If this doctor wants to avoid the commuting problem, he needs an administrative office in his home so that his trips from his home to any one of these locations will be deductible.


Work Location to Work Location

Regardless of whether he has an administrative office, this doctor may treat the mileage he drives from his regular-stop clinic to the regular-stop hospital as business mileage. Here, he is driving from one work location to another.

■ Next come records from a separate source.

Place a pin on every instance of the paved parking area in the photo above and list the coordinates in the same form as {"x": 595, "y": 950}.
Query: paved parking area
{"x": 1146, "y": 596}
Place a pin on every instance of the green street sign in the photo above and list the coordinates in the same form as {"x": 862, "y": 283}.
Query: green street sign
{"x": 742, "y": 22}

Similarly, he treats as business mileage the trips to temporary work locations, including trip he make from both his personal residence and his regular work locations. For example, this doctor drives from his home to a patient’s home to make a house call. This from from home to see the patient is a business trip to a temporary work location.


Temporary Work Location Rule to Know

The IRS defines a “temporary work location” as any location where you perform services for one year or less.

Should you have a location to which you go year after year, that location can still be a temporary work location if you spend less than 35 workdays there during the calendar year.


Track Your Mileage

Mileage is the only acceptable method for determining business and personal use of your vehicles. Make certain that you know when a mile is a business mile and when it is a personal mile.

There are two reasons to know the mileage rules:

  1. Knowledge of the rules can add big dollar to your tax refunds.
  2. Without knowledge of the mileage rules, in an IRS audit, you first lose deductions and then experience an increase in audit scope, because the IRS is now aware that you don’t know what you are doing.



When you know how to increase your business miles, you can add substantially to your bottom line.

Think of it this way: You are going to drive your vehicles where you want to drive them, regardless of the rules. That’s the way you operate, whether for work or in your personal life.

Now, let’s step back and look at where you drive. What rule can you apply to turn as much mileage as possible into business mileage?

You have to take a serious look at the possibility of creating an administrative office in your home. The administrative office simplifies the rules on temporary stops, and it eliminates commuting from your home to your regular business stops.

In perspective, the administrative office can make your business mileage simple, easy, and profitable.

Finally, on most every business and personal use vehicle, you need a mileage log – period.